Quantum-Inspired Algorithm Boosts App User Allocation, Cuts Energy Use by 77%: Indian Study

Quantum-Inspired Algorithm Boosts App User Allocation, Cuts Energy Use By 77%: Indian Study

Researchers from the National Institute of Technology in Sikkim and Patna, India, have developed a quantum-inspired differential evolution algorithm (QDEUA) to efficiently allocate app users in an edge computing environment. The algorithm addresses the app user allocation problem (AUAP), considering factors such as the minimum edge servers required, user allocation rate, energy consumption, and load balance. The study found that the QDEUA outperformed existing strategies, improving user allocation rate by 116.63%, reducing energy consumption by 77.35%, enhancing load balance by 46.22%, and using 13.98% fewer edge servers.

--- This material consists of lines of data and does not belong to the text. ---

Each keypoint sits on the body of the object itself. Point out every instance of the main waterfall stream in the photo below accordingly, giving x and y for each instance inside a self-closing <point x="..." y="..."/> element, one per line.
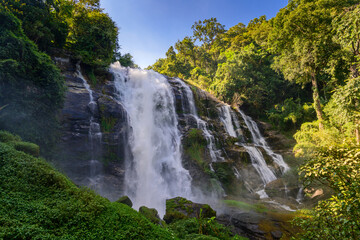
<point x="155" y="172"/>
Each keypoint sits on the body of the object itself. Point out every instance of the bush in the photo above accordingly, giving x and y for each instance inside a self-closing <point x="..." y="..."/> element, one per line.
<point x="29" y="148"/>
<point x="7" y="137"/>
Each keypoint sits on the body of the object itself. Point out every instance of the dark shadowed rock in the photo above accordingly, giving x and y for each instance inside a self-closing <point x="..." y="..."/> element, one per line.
<point x="151" y="214"/>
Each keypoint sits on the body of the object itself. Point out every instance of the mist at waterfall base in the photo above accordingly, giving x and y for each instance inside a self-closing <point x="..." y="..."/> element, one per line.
<point x="153" y="165"/>
<point x="154" y="170"/>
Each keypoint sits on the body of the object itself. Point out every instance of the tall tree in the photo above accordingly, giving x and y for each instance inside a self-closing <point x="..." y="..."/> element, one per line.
<point x="206" y="31"/>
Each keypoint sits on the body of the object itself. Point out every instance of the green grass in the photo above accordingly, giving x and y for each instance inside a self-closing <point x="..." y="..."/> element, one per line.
<point x="246" y="206"/>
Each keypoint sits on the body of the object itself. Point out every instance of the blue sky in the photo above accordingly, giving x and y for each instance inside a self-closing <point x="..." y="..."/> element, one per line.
<point x="149" y="27"/>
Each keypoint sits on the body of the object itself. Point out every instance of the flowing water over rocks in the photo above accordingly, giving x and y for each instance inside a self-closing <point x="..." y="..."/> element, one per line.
<point x="134" y="135"/>
<point x="155" y="172"/>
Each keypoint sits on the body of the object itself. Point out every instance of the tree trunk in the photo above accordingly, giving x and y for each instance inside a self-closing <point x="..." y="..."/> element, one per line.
<point x="354" y="71"/>
<point x="317" y="104"/>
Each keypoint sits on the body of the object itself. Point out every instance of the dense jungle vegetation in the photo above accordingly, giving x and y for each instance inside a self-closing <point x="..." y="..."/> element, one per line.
<point x="31" y="30"/>
<point x="298" y="70"/>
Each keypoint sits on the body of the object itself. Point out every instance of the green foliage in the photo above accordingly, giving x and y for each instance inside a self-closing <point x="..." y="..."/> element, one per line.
<point x="31" y="85"/>
<point x="246" y="76"/>
<point x="38" y="202"/>
<point x="151" y="214"/>
<point x="7" y="137"/>
<point x="194" y="228"/>
<point x="339" y="216"/>
<point x="107" y="124"/>
<point x="234" y="65"/>
<point x="206" y="31"/>
<point x="93" y="37"/>
<point x="29" y="148"/>
<point x="194" y="146"/>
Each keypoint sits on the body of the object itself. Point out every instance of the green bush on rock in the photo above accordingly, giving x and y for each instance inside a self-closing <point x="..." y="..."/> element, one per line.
<point x="37" y="202"/>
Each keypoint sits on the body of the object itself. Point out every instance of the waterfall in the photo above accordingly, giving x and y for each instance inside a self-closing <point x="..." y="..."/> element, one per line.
<point x="257" y="159"/>
<point x="156" y="172"/>
<point x="95" y="137"/>
<point x="215" y="154"/>
<point x="260" y="141"/>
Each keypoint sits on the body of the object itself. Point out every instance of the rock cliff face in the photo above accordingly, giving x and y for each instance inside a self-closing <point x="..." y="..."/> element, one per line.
<point x="223" y="167"/>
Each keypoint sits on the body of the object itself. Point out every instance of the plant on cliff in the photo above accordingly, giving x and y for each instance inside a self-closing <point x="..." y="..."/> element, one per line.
<point x="37" y="202"/>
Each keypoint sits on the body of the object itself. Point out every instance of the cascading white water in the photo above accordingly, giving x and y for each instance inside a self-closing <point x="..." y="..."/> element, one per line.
<point x="95" y="136"/>
<point x="215" y="154"/>
<point x="260" y="141"/>
<point x="157" y="173"/>
<point x="226" y="119"/>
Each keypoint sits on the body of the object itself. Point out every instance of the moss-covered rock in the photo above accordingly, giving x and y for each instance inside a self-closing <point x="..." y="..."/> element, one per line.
<point x="181" y="208"/>
<point x="151" y="214"/>
<point x="125" y="200"/>
<point x="6" y="137"/>
<point x="29" y="148"/>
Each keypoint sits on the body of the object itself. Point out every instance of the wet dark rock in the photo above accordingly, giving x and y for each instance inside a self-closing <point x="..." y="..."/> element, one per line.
<point x="125" y="200"/>
<point x="243" y="223"/>
<point x="151" y="214"/>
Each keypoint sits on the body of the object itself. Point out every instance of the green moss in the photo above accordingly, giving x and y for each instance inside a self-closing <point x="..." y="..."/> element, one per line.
<point x="91" y="76"/>
<point x="246" y="206"/>
<point x="107" y="124"/>
<point x="29" y="148"/>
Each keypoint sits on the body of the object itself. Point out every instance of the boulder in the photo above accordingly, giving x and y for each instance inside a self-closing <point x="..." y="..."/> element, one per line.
<point x="181" y="208"/>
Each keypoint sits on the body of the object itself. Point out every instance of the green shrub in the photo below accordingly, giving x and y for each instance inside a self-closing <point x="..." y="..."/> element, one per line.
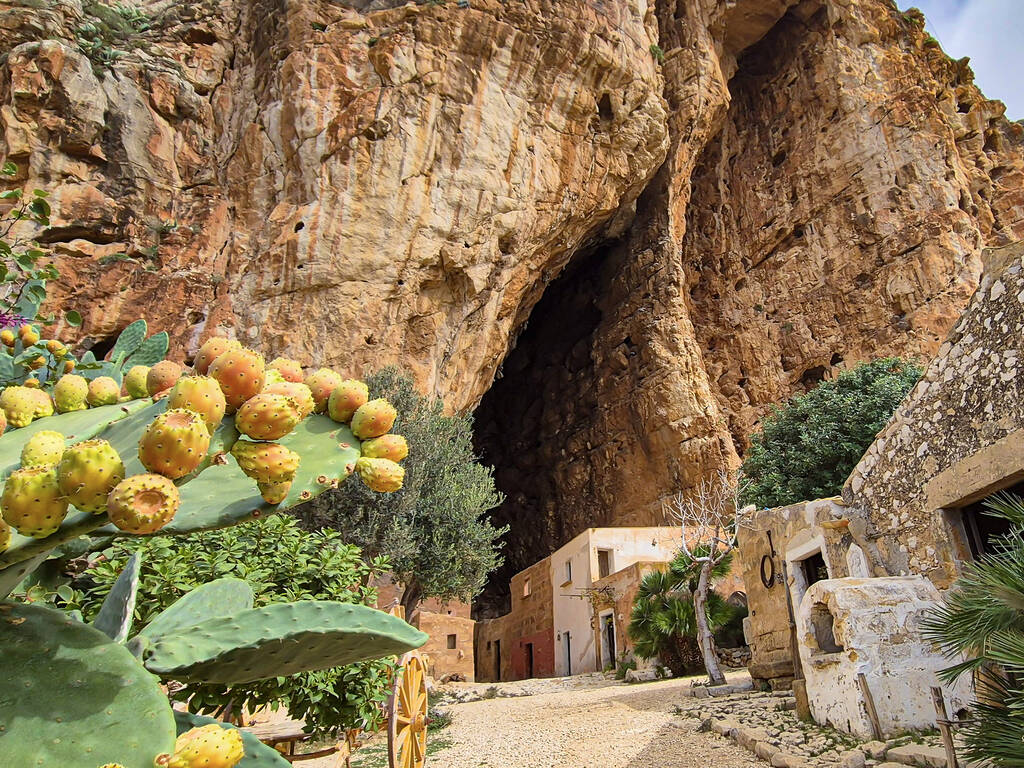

Quantum-Inspired Differential Evolution for Efficient User Allocation in Edge Computing

Introduction to the Study

The study, conducted by Marlom Bey, Pratyay Kuila, and Banavath Balaji Naik from the Department of Computer Science and Engineering at the National Institute of Technology in Sikkim and Patna, India, focuses on the efficient allocation of app users (AUs) in an edge computing (EC) environment. The researchers propose a quantum-inspired differential evolution algorithm (QDEUA) to address the app user allocation problem (AUAP). The algorithm considers factors such as the minimum edge servers (ES) required, user allocation rate (UAR), energy consumption, and load balance.

The Problem of App User Allocation

The growing number of AUs in the EC environment presents several challenges, including the potential overload of edge servers (ES), which can result in increased latency, decreased reliability, and poor quality of service (QoS). This overload can occur when too many AUs are attempting to access the same ES, and the ES cannot effectively handle the incoming requests. Hence, it is necessary to efficiently allocate the AUs to the ESs, a problem known as edge user allocation (EUA) or app user allocation problem (AUAP).

Quantum-Inspired Differential Evolution Algorithm

The researchers propose a quantum-inspired differential evolution algorithm (QDEUA) to address the AUAP. Quantum-inspired evolutionary algorithms (QEAs) are optimization techniques that utilize quantum mechanics to enhance the performance of traditional evolutionary algorithms (EAs), enabling them to explore larger solution spaces and converge faster toward the near-optimal solution. The QDEUA proposed in this study is designed to provide a complete solution to the AUAP.

The QDEUA Strategy

The QDEUA strategy introduced in this paper includes a novel quantum DE-based efficient user allocation (QDEUA) in the EC environment. The quantum vectors (QVs) are encoded to provide a complete solution to the AUAP. The QVs are further decoded using a novel hashing technique. A fitness function is designed to evaluate the QVs by considering the factors the minimum number of ES required, user allocation rate (UAR), energy consumption, and load balance.

Results and Conclusion

The results indicate that QDEUA outperforms existing strategies with an average UAR improvement of 116.63%, a 77.35% reduction in energy consumption, and 46.22% enhancement in load balance while utilizing 13.98% fewer ESs. The study concludes that the proposed QDEUA can be executed in polynomial time and is a significant contribution to the field of efficient user allocation in the EC environment.

The article titled “Quantum-Inspired Differential Evolution with Decoding using Hashing for Efficient User Allocation in Edge Computing Environment” was published on January 26, 2024. The authors, Marlom Bey, Pratyay Kuila, and Banavath Balaji Naik, delve into the application of quantum-inspired differential evolution in edge computing environments. The study focuses on the use of decoding and hashing for efficient user allocation.